Can anyone advise? I would also be open to alternative approaches as long as they are also secure.
Thanks
You can create aws_iam_policy or an inline policy which can allow access to certain SSM parameters based on date and time.
In case of inline policy, this can be attached to the instance role which would look something like this:
resource "aws_iam_role" "my_instance_iam_role" {
name = "my_instance_iam_role"
path = "/development/"
inline_policy {
name = "my_inline_policy"
policy = jsonencode({
"Version": "2012-10-17",
"Statement": [{
"Effect": "Allow",
"Action": "ssm:GetParameters",
"Resource": "arn:aws:ssm:us-east-2:123456789012:parameter/development-*",
"Condition": {
"DateGreaterThan": {"aws:CurrentTime": "2020-04-01T00:00:00Z"},
"DateLessThan": {"aws:CurrentTime": "2020-06-30T23:59:59Z"}
}
}]
})
}
tags = {
Environment = "dev"
}
}
So in the end the suggestions from #ervin-szilagyi got me 90% of the way there... I then needed to make some small changes to his suggestion. I am including my updated changes here to hopefully help others who struggle with this.
My aws_iam_role that allows temporary access (10 minutes) to the password now looks like:
resource "aws_iam_role" "my_instance_iam_role" {
name = "my_instance_iam_role"
path = "/development/"
assume_role_policy = jsonencode({
Version = "2012-10-17"
Statement = [
{
Action = "sts:AssumeRole"
Effect = "Allow"
Sid = ""
Principal = {
Service = "ec2.amazonaws.com"
}
},
]
})
inline_policy {
name = "access_my_password_iam_policy"
policy = jsonencode({
"Version": "2012-10-17",
"Statement": [
{
"Effect": "Allow",
"Action": [
"secretsmanager:GetResourcePolicy",
"secretsmanager:GetSecretValue",
"secretsmanager:DescribeSecret",
"secretsmanager:ListSecretVersionIds"
],
"Resource": aws_secretsmanager_secret.my_password_secret.arn,
"Condition": {
"DateGreaterThan": { "aws:CurrentTime": timestamp() },
"DateLessThan": { "aws:CurrentTime": timeadd(timestamp(), "10m") }
}
},
{
"Effect": "Allow",
"Action": "secretsmanager:ListSecrets",
"Resource": "*"
}
]
})
}
tags = {
Environment = "dev"
}
}
To retrieve the password during cloud-init, in the end I switched to using the aws CLI command as opposed to cURL, which yielded a cloud-init config like the following:
data "cloudinit_config" "my_instance_1" {
gzip = true
base64_encode = true
part {
content_type = "text/x-shellscript"
filename = "setup-script.sh"
content = <<EOF
#!/usr/bin/env bash
# Retrieve SA password from AWS Secrets Manager
command="aws --output text --region ${local.aws_region} secretsmanager get-secret-value --secret-id ${aws_secretsmanager_secret.my_password_secret.id} --query SecretString"
max_retry=5
counter=0
until my_password=$($command)
do
sleep 1
[[ counter -eq $max_retry ]] && echo "Failed!" && exit 1
echo "Attempt #$counter - Unable to retrieve AWS Secret, trying again..."
((counter++))
done
server_password=$my_password /opt/srv/bin/install.sh
EOF
}
}
There are two main ways to achieve this:
pass the value as is during the instance creation with terraform
post-bootstrap invocation of some script
Your approach of polling it in the cloud-init is a hybrid one, which is perfectly fine, but I'm not sure whether you actually need to go down that route.
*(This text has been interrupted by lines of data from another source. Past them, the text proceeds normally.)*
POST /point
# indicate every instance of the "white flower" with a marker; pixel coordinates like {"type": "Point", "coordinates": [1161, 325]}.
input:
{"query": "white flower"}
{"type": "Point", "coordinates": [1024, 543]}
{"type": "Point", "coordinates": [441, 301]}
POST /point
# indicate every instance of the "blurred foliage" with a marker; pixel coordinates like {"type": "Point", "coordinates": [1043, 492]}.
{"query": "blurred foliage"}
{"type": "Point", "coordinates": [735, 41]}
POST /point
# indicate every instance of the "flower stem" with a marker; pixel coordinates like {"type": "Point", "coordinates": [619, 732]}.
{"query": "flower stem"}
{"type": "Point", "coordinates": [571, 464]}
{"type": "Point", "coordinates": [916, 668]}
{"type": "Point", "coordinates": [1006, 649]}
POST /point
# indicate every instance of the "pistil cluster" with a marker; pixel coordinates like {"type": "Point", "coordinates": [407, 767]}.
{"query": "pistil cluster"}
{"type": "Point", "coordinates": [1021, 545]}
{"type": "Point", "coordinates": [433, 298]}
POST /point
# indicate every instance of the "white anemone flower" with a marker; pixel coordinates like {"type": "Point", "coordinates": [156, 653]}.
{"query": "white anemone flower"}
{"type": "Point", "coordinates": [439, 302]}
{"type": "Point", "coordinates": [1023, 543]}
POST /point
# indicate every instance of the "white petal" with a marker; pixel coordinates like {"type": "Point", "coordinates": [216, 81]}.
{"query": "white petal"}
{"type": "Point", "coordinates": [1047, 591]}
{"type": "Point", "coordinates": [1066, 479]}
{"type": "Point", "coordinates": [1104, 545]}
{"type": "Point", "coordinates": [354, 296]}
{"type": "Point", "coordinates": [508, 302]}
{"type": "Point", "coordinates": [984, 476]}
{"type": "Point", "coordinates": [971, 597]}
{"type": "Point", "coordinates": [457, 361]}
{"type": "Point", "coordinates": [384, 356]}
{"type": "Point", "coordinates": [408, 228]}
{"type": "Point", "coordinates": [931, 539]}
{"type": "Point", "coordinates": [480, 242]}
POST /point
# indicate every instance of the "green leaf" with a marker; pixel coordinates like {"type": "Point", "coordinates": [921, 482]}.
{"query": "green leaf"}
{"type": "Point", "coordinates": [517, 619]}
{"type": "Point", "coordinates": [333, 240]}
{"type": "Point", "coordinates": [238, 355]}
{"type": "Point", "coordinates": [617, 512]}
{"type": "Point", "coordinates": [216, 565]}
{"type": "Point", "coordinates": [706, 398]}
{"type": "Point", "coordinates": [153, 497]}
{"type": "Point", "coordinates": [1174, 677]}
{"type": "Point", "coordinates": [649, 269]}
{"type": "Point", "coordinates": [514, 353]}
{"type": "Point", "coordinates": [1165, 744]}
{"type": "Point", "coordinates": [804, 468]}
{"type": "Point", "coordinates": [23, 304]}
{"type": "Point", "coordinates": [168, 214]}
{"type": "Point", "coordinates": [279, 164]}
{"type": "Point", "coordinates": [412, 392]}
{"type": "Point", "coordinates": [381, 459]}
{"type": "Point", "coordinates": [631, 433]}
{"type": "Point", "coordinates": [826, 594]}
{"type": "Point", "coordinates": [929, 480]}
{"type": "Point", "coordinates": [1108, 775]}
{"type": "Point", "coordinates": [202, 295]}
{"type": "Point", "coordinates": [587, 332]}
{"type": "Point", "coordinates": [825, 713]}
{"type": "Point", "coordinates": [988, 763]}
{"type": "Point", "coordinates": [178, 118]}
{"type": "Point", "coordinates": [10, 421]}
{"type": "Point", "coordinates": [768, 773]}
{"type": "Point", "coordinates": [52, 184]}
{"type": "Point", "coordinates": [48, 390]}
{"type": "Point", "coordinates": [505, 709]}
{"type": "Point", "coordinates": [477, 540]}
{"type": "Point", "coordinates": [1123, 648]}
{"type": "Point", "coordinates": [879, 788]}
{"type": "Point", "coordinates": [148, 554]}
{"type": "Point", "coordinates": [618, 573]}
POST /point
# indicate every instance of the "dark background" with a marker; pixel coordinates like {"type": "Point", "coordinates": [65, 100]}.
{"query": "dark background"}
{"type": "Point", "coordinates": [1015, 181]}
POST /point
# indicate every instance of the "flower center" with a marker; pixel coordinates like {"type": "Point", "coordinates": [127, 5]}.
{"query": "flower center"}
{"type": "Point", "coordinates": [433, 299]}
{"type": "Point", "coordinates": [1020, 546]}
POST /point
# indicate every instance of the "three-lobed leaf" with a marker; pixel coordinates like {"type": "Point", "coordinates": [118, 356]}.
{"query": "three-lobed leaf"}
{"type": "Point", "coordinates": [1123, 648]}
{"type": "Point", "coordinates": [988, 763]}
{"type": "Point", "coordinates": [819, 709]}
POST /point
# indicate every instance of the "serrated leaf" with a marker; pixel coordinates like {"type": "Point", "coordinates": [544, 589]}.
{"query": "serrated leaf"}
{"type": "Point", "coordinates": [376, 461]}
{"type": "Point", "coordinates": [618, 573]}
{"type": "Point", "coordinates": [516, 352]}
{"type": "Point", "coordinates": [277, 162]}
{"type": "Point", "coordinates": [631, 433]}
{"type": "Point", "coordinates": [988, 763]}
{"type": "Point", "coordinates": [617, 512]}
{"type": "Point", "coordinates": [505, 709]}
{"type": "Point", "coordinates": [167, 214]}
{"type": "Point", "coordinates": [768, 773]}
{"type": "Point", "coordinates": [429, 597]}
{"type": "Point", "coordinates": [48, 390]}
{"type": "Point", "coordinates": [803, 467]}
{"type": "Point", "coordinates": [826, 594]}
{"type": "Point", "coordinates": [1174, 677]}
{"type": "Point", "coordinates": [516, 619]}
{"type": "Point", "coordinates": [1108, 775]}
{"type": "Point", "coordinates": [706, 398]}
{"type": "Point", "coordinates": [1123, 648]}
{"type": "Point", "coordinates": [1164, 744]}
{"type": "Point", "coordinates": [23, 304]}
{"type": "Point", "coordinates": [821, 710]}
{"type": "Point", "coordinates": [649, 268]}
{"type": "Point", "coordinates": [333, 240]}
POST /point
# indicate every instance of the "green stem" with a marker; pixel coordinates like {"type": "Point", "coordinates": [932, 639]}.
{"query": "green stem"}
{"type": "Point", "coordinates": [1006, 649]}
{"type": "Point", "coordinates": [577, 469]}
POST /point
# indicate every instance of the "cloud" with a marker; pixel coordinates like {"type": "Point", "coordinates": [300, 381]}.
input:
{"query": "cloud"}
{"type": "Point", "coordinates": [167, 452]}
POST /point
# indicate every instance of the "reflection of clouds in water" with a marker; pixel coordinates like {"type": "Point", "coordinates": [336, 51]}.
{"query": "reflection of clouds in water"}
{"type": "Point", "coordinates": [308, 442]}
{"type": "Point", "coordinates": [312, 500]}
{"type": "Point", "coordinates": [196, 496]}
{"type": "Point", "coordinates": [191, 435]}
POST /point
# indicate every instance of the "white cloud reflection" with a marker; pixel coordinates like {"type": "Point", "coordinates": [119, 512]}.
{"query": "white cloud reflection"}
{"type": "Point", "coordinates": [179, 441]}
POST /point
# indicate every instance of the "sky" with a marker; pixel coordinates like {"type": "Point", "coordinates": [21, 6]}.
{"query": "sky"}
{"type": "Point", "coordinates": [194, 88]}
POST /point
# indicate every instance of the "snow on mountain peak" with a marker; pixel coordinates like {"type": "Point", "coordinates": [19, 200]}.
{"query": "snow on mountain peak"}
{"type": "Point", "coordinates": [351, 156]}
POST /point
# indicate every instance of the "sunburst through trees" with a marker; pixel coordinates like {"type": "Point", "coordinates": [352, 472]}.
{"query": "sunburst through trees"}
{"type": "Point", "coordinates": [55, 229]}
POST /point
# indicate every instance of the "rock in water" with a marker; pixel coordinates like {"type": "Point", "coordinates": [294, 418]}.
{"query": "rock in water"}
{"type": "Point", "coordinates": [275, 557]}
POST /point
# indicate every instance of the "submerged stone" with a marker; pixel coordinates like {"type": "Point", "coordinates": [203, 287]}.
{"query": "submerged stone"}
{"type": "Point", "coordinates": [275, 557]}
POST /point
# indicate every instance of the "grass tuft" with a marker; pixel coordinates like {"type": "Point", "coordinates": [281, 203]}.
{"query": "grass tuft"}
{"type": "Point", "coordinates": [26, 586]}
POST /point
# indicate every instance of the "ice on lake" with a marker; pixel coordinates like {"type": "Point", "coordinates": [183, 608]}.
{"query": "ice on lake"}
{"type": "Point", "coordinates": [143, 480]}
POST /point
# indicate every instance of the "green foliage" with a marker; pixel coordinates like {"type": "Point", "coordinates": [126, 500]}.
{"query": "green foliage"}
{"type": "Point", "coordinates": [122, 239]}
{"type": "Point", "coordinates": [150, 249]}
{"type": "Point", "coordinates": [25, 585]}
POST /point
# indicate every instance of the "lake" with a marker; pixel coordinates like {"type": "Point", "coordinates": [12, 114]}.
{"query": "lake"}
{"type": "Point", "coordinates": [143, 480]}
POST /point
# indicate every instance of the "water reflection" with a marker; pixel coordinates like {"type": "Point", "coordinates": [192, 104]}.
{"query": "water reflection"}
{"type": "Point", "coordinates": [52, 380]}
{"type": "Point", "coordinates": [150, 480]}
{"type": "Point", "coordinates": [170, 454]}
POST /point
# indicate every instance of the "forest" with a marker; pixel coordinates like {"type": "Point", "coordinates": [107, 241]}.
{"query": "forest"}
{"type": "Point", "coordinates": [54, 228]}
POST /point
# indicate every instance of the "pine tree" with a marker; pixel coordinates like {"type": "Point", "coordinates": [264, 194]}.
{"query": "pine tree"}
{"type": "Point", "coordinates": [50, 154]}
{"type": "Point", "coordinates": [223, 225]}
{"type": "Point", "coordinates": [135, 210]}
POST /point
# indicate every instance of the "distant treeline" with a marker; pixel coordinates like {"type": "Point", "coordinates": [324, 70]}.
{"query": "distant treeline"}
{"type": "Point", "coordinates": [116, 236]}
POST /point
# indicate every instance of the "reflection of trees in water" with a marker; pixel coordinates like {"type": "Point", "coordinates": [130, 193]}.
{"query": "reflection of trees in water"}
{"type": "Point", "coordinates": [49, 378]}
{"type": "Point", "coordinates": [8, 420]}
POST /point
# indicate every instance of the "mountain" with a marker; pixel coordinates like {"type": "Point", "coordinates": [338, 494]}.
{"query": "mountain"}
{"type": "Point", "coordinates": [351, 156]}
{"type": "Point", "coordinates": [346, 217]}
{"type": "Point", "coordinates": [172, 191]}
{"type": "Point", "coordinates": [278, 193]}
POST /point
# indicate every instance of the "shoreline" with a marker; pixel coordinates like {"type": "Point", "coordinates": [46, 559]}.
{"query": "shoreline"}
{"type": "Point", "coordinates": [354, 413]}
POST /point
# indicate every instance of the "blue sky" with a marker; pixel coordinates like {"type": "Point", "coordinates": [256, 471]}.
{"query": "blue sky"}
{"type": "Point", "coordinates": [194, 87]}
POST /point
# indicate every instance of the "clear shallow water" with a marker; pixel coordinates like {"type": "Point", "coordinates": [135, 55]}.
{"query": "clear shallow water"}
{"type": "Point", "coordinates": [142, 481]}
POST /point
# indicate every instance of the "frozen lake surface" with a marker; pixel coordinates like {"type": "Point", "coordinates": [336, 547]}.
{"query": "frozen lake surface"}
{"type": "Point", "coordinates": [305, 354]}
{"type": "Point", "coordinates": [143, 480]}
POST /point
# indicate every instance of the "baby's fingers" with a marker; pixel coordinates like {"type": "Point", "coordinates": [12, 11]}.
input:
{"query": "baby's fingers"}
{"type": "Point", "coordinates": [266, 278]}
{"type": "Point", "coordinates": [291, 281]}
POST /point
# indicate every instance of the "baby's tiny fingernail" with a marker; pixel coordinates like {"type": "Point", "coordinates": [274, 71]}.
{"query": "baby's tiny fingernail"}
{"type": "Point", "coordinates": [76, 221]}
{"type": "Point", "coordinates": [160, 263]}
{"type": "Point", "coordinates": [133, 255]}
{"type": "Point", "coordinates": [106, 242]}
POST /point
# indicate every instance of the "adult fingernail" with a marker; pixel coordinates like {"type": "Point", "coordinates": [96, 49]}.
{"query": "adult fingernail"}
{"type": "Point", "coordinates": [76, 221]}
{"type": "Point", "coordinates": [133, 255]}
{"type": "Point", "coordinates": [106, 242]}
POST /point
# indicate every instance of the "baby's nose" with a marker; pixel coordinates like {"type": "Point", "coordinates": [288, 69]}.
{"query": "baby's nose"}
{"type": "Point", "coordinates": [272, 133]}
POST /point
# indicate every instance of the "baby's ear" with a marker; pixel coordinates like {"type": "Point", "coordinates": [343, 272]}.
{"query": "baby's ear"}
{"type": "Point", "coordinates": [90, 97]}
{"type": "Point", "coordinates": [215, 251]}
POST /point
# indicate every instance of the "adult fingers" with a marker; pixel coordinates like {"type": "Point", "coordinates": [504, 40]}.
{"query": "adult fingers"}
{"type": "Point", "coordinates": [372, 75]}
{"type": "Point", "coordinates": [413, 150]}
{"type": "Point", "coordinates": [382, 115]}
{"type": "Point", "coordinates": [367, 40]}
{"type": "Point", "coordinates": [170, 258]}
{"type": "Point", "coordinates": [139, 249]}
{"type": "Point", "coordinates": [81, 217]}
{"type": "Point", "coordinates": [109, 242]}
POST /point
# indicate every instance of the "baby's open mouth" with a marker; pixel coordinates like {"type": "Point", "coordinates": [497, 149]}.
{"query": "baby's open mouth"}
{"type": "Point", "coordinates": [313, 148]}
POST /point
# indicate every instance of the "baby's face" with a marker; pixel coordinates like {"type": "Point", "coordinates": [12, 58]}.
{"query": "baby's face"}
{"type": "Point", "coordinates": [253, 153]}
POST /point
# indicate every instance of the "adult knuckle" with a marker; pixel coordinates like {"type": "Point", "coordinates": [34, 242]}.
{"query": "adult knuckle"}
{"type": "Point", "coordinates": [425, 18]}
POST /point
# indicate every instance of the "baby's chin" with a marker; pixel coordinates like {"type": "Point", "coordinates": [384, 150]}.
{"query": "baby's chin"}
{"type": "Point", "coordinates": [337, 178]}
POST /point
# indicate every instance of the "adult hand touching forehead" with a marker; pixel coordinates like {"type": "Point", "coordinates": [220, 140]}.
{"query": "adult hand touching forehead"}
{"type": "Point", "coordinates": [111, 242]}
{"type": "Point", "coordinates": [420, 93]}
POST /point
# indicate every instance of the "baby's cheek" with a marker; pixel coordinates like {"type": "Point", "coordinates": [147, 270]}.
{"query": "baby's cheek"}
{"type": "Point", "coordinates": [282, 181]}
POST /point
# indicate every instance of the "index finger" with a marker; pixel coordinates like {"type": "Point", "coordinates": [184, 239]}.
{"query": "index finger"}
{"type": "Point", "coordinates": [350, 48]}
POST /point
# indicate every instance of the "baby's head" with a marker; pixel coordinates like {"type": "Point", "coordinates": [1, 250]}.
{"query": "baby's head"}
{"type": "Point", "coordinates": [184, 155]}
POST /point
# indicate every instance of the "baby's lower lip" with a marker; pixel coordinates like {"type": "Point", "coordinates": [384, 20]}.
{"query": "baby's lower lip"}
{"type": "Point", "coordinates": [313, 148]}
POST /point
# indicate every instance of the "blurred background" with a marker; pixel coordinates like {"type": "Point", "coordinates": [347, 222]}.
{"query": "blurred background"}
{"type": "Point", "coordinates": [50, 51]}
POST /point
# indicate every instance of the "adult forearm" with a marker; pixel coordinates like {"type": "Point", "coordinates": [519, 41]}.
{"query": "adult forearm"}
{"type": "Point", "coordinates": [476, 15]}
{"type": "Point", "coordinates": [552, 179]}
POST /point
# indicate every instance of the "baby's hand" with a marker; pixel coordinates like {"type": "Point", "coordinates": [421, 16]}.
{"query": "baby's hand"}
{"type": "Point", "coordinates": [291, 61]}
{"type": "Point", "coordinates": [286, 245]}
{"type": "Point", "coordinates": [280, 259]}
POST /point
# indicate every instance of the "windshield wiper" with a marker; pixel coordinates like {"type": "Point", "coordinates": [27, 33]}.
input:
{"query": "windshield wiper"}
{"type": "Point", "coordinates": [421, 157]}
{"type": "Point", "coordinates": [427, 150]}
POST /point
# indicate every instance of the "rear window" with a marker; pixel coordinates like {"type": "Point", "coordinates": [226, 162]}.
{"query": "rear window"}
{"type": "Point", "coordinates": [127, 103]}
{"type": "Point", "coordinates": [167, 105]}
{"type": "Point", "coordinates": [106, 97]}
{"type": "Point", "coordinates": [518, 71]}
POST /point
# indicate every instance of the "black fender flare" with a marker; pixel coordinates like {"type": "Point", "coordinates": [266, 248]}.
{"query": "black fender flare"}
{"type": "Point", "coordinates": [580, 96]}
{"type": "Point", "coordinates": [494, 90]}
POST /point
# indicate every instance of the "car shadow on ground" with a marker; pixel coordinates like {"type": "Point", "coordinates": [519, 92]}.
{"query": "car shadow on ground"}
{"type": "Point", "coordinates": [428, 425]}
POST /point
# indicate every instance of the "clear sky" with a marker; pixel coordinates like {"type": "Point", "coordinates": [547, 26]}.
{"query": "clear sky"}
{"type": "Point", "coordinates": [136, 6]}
Let's explore the first option, where you do everything in terraform. We have two sub-options there depending on where you create the secret and the instance within the same terraform execution run (within the same folder in which the code resides) or it's a two step process, where you create the secret first, and then the instance, as it has a minor difference between the two on how to pass the secret value as a var to the script.
Case A: in case they are created together:
You can pass the password directly to the script.
resource "random_password" "my_password" {
length = 16
lower = true
upper = true
number = true
special = true
override_special = "##$%"
}
resource "aws_secretsmanager_secret" "my_password_secret" {
name = "/development/my_password"
}
resource "aws_secretsmanager_secret_version" "my_password_secret_version" {
secret_id = aws_secretsmanager_secret.my_password_secret.id
secret_string = random_password.my_password.result
}
data "cloudinit_config" "my_instance_1" {
gzip = true
base64_encode = true
part {
content_type = "text/x-shellscript"
filename = "setup-script.sh"
content = <<EOF
#!/usr/bin/env bash
server_password=${random_password.my_password.result} /opt/srv/bin/install.sh
EOF
}
}
Case B: if they are created in separate folders
You could use a data resource to get the secret value from terraform (the role with which you are deploying your terraform code will need permissions GetSecret)
data "aws_secretsmanager_secret_version" "my_password" {
secret_id = "/development/my_password"
}
data "cloudinit_config" "my_instance_1" {
gzip = true
base64_encode = true
part {
content_type = "text/x-shellscript"
filename = "setup-script.sh"
content = <<EOF
#!/usr/bin/env bash
server_password=${data.aws_secretsmanager_secret_version.my_password.secret_string} /opt/srv/bin/install.sh
EOF
}
}
In both cases you wouldn't need to assign SSM permissions to the EC2 instance profile attached to the instance, you won't need to use curl or other means in the script, and the password would not be part of your bash script.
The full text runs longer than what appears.